Gates waved a hand. “I’ve shown myself around. Talked to a few people.”
“Good for you.”
“There’s one woman I haven’t managed to track down yet. Up near where you’re stationed at the judge’s place. She’s the right age and description for Pozniak’s daughter.”
Tom leaned forward, steepling his hands and letting irritation show on his face instead of alarm. “The daughter?” Tom frowned. “If I remember correctly, she was a white brunette who’d be in her thirties now? That covers a hell of a lot of women in Wyoming. Good luck.”
“She’s got a wide mouth. Kind of a big nose. Not bad-looking, though.”
Tom shot the guy an impatient look. “I assume you showed a picture around and didn’t get a hit?” He held his breath, waiting for an answer.
Gates leaned back and eyed Tom carefully. “Not yet. If they’re here, I don’t want to alert them. These people know how to disappear. I’m not going to give anyone a chance to give them a signal. I pretended I was after someone associated with the Stevensons. Hope you don’t mind. It seemed a natural cover.”
Thank God. Isabelle wasn’t exactly active on the Jackson social scene, but in a town this size, someone was bound to recognize her. “If you want to go on a wild-goose chase, there’s nothing I can do to stop you, but I don’t have time for this shit. I’ve got real work to do, and now you’re getting in the middle of it.”
“You mean babysitting a judge?”
“Yeah, it’s nothing like the exciting search for a long-lost woman who isn’t here and never even committed a crime.”
“You don’t know that,” Agent Gates countered.
But Tom did. She hadn’t killed anyone. She wasn’t hiding anyone. The worst she’d likely done was not rat out her own father.
He sat back in his chair. “We’re on the hunt for an armed and dangerous man here, Agent Gates. You go knocking on strange doors or poking around property that doesn’t belong to you, and you’re likely to get shot, either by Saul Stevenson or one of my team or a nervous property owner. So why don’t you just get out of my hair?”
Gates shrugged. “I’ve got a job to do, too. No reason for that to interfere.”
“Really? You were the one who drove up to the summer cabins on White Ridge Road, I assume? My men and I wasted two hours checking out your tracks and following up with the property owners. I’ll be letting your boss know.”

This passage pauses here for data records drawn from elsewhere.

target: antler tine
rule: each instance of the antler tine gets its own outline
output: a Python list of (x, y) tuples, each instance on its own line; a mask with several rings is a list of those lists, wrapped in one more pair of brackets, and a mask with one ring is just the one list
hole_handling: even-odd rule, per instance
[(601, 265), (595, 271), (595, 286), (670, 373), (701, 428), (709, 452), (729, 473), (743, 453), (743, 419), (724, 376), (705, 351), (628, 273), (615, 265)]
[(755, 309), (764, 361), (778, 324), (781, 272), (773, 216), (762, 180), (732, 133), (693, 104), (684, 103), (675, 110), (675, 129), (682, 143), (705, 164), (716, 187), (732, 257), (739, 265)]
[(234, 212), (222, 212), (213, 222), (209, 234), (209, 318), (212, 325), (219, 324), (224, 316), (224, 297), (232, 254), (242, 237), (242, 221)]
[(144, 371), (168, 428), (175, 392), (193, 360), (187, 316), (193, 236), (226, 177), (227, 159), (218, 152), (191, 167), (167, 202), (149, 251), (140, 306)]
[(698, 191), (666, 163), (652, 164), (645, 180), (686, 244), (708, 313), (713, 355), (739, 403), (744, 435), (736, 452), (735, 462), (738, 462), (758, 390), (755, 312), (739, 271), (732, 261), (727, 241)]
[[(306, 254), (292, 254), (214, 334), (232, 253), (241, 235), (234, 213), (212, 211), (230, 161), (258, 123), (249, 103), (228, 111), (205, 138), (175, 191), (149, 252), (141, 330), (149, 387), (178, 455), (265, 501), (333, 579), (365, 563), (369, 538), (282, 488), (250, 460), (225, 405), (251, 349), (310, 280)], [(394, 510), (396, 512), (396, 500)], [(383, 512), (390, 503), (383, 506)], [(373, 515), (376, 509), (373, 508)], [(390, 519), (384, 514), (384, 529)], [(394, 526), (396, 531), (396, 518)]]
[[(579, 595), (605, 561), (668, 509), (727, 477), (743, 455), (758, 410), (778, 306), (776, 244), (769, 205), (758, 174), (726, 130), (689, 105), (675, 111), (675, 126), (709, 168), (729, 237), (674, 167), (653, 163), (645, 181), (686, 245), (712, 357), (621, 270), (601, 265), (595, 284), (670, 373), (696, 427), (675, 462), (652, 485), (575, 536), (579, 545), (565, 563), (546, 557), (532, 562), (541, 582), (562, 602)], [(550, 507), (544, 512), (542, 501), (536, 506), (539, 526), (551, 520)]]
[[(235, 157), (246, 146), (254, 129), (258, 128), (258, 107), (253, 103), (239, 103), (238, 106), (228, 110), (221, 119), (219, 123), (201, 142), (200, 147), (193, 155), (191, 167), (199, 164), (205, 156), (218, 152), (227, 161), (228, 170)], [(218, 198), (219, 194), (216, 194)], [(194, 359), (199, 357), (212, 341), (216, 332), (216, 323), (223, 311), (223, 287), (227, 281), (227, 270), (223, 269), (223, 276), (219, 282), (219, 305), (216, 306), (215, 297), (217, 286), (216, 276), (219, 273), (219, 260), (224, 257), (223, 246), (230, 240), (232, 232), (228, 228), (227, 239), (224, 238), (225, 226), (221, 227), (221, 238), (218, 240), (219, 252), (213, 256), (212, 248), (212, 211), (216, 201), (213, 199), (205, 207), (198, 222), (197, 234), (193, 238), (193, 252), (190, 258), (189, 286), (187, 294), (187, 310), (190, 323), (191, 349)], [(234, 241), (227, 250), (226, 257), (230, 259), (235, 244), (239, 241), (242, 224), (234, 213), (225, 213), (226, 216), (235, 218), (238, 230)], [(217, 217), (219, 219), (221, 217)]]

“You think he gives a shit that a deputy marshal has a bug up his ass? Look...” Gates smiled and shot Tom a wink, as if they were old friends. “I’m sorry I stepped on your toes. There have been a lot of shady dealings around this case. You tripped a wire, and I had to come out and take a look around.”
“I told you that was happenstance.”
“Then you won’t mind if I hang around today and get a good look at the folks in the courthouse, right? I mean, a survivalist compound in the middle of nowhere would be a great place for a fugitive to hide.”
Tom held the man’s gaze, trying not to let his relief show. Gates suspected that Tom had seen someone associated with Pozniak. But he didn’t know where. Around the judge’s home or at the courthouse or just at a restaurant in town. And here in town would be a target-rich environment. “If you think I’m lying to you, then be my guest. Waste all the time you want.”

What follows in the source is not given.